In this section appear some of the lines in which we are working at the moment and that, by their
degree of occupation are generating some products that will be published
soon:
- Comparison of different Text sizes with the
techniques “centroid” and “Fold-in”
Resistance of both techniques
comparing pseudodocuments of a variable size under the assumption that
when increasing the size of the pseudocuments, the comparisons based
on the cosine will increase more noticiable in centroid
than in “Fold-in”. In addition, it is analyzed
the intervention of
the first dimension in this effect. The validity of this
type of techniques is important due the difference in
consumption of resources between both.
- Different parameters to implement autotutors with LSA
a) university students: using
corpus specific of domain of small and medium sizes formed by
extremely structured texts or little structured or the sum of both. On
these corpus, different semantic spaces formed under different
parameters are put on trial. These parameters include
the way of preprocess (purges and measures of importance of the
terms), the reduction of dimensions in percentage, the way to
construct to pseudodocuments (centroid and Fold-in) and the measures
of similarity of texts (cosines or Euclidean distances). The evaluated
students compose two groups, one of experts and another one of
non-experts. Both groups also answer an open question that will be
evaluated by LSA system under all and each of the semantics spaces and by a
group of human graders.

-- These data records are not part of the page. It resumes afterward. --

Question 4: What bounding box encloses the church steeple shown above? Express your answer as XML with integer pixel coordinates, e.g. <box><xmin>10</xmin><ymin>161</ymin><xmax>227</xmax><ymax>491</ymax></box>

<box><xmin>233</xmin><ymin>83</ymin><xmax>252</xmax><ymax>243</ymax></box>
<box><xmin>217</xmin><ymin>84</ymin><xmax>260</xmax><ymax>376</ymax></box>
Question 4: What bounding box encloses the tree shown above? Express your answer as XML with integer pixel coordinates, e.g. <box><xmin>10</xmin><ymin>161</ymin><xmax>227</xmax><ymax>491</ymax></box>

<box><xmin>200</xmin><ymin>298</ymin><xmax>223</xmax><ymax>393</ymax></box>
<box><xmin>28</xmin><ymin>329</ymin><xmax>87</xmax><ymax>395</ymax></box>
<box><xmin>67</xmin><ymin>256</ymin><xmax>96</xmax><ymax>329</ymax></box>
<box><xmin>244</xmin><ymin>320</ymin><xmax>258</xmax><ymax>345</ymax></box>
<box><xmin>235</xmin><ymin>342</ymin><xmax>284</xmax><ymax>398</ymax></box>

By an Analysis of Variance,
those parameters of the spaces that contribute more to the correlation to the human
criterion are evaluated.
b) Students of Primary, Secundary and University: summaries made by
students of different academic courses. They also look for what
parameters improve the evaluation of the summaries comparing
the evaluations of the LSA with others done by expert judges. To see
first results in [pdf].
- Discrimination between different emotional tones.
Text segments with an optimistic emotional style, and text segments
with a depressive emotional style are put on approval under different
techniques among them LSA and clusters.